In NOW Toronto, Salvator Cusimano reflects on the failure of SmartTrack and argues that new transit plans need to be actually innovative, sustainably as well.
As a seven year-old train enthusiast, I would beg my dad to take me on the non-stop GO train from Oriole Station to Union for fun. I studiously followed transit developments in the city, including the Sheppard Line’s seemingly interminable and ultimately disappointing construction.
Then SmartTrack came along during the last municipal election promising relief without the quagmire of construction - more trains, fewer Sheppard Lines. I was entering Dundas West station one morning when a woman handed me a navy pamphlet with green and white lettering. It proclaimed that if I voted for John Tory, I would soon be able to reach Union Station in less than 10 minutes, instead of the minimum 30 I knew I was about to spend balancing in a crammed subway car and staring at a system map bearing a black void where the much-discussed Downtown Relief Line was supposed to be.

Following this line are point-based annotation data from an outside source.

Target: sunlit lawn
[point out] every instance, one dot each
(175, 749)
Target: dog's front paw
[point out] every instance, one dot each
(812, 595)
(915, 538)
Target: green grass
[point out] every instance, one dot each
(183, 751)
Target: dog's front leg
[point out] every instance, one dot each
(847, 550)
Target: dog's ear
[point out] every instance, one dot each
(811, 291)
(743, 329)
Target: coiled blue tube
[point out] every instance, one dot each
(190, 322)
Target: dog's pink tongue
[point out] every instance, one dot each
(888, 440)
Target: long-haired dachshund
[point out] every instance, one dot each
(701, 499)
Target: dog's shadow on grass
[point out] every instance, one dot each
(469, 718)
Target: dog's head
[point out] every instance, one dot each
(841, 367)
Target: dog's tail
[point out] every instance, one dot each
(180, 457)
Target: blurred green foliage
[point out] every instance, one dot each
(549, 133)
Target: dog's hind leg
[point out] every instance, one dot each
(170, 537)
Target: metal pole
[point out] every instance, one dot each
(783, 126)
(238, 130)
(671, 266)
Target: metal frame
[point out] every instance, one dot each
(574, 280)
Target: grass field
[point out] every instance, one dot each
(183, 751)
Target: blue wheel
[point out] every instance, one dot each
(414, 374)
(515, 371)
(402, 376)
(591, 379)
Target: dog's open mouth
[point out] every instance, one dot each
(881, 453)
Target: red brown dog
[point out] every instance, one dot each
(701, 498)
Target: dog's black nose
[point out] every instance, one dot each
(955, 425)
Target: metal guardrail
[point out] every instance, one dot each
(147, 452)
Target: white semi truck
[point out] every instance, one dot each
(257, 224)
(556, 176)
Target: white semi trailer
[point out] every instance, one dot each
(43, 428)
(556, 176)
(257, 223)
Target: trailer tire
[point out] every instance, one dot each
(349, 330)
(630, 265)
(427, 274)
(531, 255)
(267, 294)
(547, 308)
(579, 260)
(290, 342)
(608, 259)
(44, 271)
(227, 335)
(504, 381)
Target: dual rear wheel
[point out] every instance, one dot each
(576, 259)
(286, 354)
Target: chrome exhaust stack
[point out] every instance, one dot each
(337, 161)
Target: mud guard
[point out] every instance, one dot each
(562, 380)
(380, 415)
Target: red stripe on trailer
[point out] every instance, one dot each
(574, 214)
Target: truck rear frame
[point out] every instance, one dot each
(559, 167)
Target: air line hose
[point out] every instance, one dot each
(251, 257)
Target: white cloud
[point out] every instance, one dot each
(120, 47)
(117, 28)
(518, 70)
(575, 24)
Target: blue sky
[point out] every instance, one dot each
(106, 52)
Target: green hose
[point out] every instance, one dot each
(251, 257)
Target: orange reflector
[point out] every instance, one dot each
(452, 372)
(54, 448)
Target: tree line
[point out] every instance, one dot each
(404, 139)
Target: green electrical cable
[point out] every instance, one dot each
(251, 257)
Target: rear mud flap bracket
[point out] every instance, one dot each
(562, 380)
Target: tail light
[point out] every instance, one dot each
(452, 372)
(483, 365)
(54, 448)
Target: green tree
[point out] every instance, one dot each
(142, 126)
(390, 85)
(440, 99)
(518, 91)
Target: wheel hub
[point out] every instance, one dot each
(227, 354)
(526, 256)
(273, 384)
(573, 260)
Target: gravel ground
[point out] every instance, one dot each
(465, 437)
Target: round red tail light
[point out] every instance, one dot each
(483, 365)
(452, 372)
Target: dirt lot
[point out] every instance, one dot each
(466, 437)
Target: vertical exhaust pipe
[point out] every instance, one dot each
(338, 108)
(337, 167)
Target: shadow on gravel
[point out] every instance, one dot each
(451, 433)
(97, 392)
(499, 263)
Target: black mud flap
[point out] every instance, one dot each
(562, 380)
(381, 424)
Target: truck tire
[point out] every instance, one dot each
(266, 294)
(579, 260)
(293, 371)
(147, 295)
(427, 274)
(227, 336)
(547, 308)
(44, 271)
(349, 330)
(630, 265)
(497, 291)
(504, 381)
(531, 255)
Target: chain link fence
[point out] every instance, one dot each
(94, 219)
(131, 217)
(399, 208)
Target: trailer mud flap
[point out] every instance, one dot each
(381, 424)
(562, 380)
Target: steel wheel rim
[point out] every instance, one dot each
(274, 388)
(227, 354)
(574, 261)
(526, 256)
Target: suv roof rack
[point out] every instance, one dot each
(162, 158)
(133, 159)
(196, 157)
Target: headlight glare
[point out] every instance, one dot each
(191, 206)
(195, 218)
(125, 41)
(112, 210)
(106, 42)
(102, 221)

Fast-forward and a much scaled-down version of SmartTrack has now been approved.
If SmartTrack was as flawed as some observers claimed, how did Tory win?
Students and practitioners of innovative design suggests that Tory won because voters wanted innovation, and Smart Track seemed to offer it.
Innovation doesn’t simply mean “new technology.” Designers define it as a process that starts with defining a challenge and identifying possible solutions and then putting these ideas to the test by creating low-fidelity prototypes that they try out, discard, and rework over and over again. With each iteration, they learn what works, what doesn’t, and how they might get it right, failing many times, cheaply, to eventually get it right is better than getting it wrong after spending big.